Compounding the deadly folly of eliminating bail, New York used the COVID-19 crisis as an excuse to push the longstanding progressive goal of eliminating prison sentences for all kinds of convicts.
Back in March, de Blasio began releasing convicts wholesale without concern for the city’s struggling retailers, be they Fifth Avenue or the mom & pop shop on the corner.
By early April, more than 1,500 had been set free:
“Largely through efforts from judges, district attorneys, defenders, DOC and New York State DOCCS, over 1,500 people have been released from jail since March 16,” the Mayor’s Office of Criminal Justice touted in a fact sheet posted online. “Today the jail population is at a number last seen in 1949.”
The 20 percent decline from 5,447 city inmates to 4,363 reflect data through April 6, the sheet says.
Those sprung in the last 21 days include 329 “violent felony detainees” and 207 “non-violent felony detainees,” the report says.
So while it’s true that the Wuhan virus has had a serious impact on New York City’s glitzy shopping scene, the longer-lasting and deeper wounds are self-inflicted.

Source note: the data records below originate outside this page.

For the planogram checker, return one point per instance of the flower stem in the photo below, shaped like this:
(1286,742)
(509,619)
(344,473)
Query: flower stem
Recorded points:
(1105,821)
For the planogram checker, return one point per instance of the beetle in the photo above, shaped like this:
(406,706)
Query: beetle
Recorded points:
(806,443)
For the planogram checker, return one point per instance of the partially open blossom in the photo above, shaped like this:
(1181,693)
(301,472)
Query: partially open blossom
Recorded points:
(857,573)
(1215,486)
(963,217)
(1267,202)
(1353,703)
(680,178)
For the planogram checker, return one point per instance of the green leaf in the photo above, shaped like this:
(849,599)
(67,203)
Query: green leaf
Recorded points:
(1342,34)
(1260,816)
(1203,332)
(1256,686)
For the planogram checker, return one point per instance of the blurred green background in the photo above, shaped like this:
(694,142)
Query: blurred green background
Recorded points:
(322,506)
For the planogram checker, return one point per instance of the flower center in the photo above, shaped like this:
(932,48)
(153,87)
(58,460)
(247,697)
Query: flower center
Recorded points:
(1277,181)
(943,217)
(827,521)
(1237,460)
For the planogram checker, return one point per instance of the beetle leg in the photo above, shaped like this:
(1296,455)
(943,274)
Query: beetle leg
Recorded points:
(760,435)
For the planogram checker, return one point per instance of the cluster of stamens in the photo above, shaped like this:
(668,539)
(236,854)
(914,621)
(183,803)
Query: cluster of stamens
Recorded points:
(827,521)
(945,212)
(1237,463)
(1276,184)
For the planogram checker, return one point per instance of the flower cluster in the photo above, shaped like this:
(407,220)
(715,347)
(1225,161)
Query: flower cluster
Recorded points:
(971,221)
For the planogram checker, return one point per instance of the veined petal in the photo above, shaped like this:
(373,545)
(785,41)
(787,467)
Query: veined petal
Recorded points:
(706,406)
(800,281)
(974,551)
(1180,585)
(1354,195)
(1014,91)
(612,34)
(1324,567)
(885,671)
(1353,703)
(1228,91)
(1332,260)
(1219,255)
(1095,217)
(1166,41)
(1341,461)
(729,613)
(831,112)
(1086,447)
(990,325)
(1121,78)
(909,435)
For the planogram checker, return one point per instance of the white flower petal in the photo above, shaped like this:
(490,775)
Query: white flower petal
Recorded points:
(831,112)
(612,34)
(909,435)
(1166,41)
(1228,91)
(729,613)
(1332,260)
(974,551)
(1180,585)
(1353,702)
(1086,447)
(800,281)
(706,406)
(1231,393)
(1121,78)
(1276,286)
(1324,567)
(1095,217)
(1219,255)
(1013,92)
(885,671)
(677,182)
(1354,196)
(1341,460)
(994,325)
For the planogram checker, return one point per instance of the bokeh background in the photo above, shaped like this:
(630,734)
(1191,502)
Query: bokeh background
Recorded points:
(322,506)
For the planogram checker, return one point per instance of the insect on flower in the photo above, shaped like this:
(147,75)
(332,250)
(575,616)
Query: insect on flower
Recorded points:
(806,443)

And while plenty of big cities exist happily without super-luxury retail outlets like Valentino’s, it’s impossible to survive without the small shops, restaurants, and convenience stores city-dwellers depend on daily — for their consumer needs and in many cases, for their jobs.
New York City recovered from a decades-long increase in violent crime, finally brought to heel by Republican Mayor Rudy Giuliani and his police commissioner, William Bratton. By going after small crimes like breaking windows and jumping subway fares, they sent the message that crime wasn’t welcome in New York City — and criminals took that message to heart. New York City went from being a deadly national embarrassment to a renaissance and became one of the safest big cities in the world.
Bill de Blasio came into office promising to end broken windows policing, and he did. Since then he’s gone further, supporting everything from elimination of bail to #DefundThePolice to releasing hundreds of violent convicts.
The results speak for themselves, and really New York’s decline — its derenaissance, if you will — has only just begun.
Mister, we could use a man like Rudy Giuliani again.